Let r be a relation with two interval attributes A1 and A2 (possibly other attributes as well, interval valued or otherwise). Just to be definite, suppose r looks like this:

image

This relation is in fact the restriction of the relation shown in Fig. 9.2—a hypothetical sample value for relvar S_PARTS_DURING—to just the tuples for supplier S2, projected over PARTS and DURING, except that we’ve renamed those two attributes A1 and A2, respectively. (Actually, we could have retained the SNO attribute if we’d wanted to—it would have made essentially no difference to the analysis that follows.)

Now consider the following expression:

UNPACK ( UNPACK r ON ( A1 ) ) ON ( A2 )

The inner expression UNPACK r ON (A1) yields:

image

Unpacking this relation on A2 then yields:

image

Now let’s see what happens if we do the two unpackings in the reverse order—i.e., consider the following expression:

UNPACK ( UNPACK r ON ( A2 ) ) ON ( A1 )

The inner expression UNPACK r ON (A2) yields:

image

Unpacking this relation on A1 then yields:

image

And this overall result is readily seen to be the same as before.2 In fact, it’s easy to see that if r is any relation with interval attributes A1 and A2, then the following identity holds:

UNPACK ( UNPACK r ON ( A1 ) ) ON ( A2 ) ≡
UNPACK ( UNPACK r ON ( A2 ) ) ON ( A1 )

(Working through the foregoing example in detail should be sufficient to give you the necessary insight as to why this identity holds.) Indeed, it’s easy to see more generally that if r has interval attributes A1, A2,…, An, then unpacking r on those attributes one at a time in any order whatsoever will always yield the same overall result. We therefore propose the following extended definition:

Definition (multiattribute UNPACK): Let relation r have interval attributes A1, A2, …, An (possibly other attributes as well, interval valued or otherwise), where n is greater than one. Then the expression UNPACK r ON (A1, A2, …, An) denotes the unpacking of r on A1, A2, …, An, and it’s defined to be shorthand for the following—

UNPACK ( … ( UNPACK ( UNPACK r ON ( B1 ) ) ON ( B2 ) ) … ) ON ( Bn )

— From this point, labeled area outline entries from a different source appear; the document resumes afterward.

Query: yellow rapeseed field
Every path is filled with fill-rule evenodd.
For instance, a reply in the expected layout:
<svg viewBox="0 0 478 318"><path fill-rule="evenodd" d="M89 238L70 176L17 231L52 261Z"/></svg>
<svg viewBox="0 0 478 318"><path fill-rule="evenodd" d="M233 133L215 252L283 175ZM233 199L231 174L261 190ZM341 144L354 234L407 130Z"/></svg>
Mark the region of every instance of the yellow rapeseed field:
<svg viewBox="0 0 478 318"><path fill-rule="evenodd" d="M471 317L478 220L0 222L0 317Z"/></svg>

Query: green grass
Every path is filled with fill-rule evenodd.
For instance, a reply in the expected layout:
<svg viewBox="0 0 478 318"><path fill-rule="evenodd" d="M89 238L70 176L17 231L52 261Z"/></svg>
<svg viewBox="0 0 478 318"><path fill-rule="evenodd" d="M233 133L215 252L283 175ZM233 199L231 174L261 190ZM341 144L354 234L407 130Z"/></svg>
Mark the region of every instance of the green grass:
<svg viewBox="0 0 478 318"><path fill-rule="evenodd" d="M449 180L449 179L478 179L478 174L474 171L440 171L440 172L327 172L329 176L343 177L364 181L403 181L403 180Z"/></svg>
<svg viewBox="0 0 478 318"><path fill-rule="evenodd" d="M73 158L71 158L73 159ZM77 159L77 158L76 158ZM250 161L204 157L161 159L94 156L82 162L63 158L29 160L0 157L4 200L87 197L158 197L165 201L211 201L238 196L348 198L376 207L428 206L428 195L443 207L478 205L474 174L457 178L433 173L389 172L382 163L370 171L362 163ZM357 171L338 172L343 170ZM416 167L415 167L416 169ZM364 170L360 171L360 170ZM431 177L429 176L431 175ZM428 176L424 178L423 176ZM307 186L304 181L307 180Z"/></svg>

—where the sequence of attribute names B1, B2,…, Bn consists of some arbitrary permutation of the specified sequence of attribute names A1, A2, …, An.3

Note: The commalist A1, A2, …, An in the expression UNPACK r ON (A1, A2, …, An) actually denotes a set, not a sequence, of attribute names (since the sequence as such is irrelevant). In Tutorial D, therefore, we would normally enclose it in braces, not parentheses. As we’ll see in the next section, however, parentheses are required in the case of PACK—that is, the sequence in which the attribute names are specified is significant for PACK—and we thus felt it would be more user friendly to use parentheses instead of braces in the case of UNPACK as well, but then to state explicitly that for UNPACK the sequence is arbitrary.

PACKING ON Two or More Attributes

We turn now to PACK. Here we proceed a little differently. In fact, for reasons we hope will shortly become clear, we begin with a definition instead an example:

Definition (multiattribute PACK): Let relation r have interval attributes A1, A2, …, An (possibly other attributes as well, interval valued or otherwise), where n is greater than one.4 Then the expression PACK r ON (A1, A2, …, An) denotes the packing of r on A1, A2, …, An (in that order), and it’s defined to be shorthand for the following—

PACK ( … ( PACK ( PACK r’ ON ( A1 ) ) ON ( A2 ) ) … ) ON ( An )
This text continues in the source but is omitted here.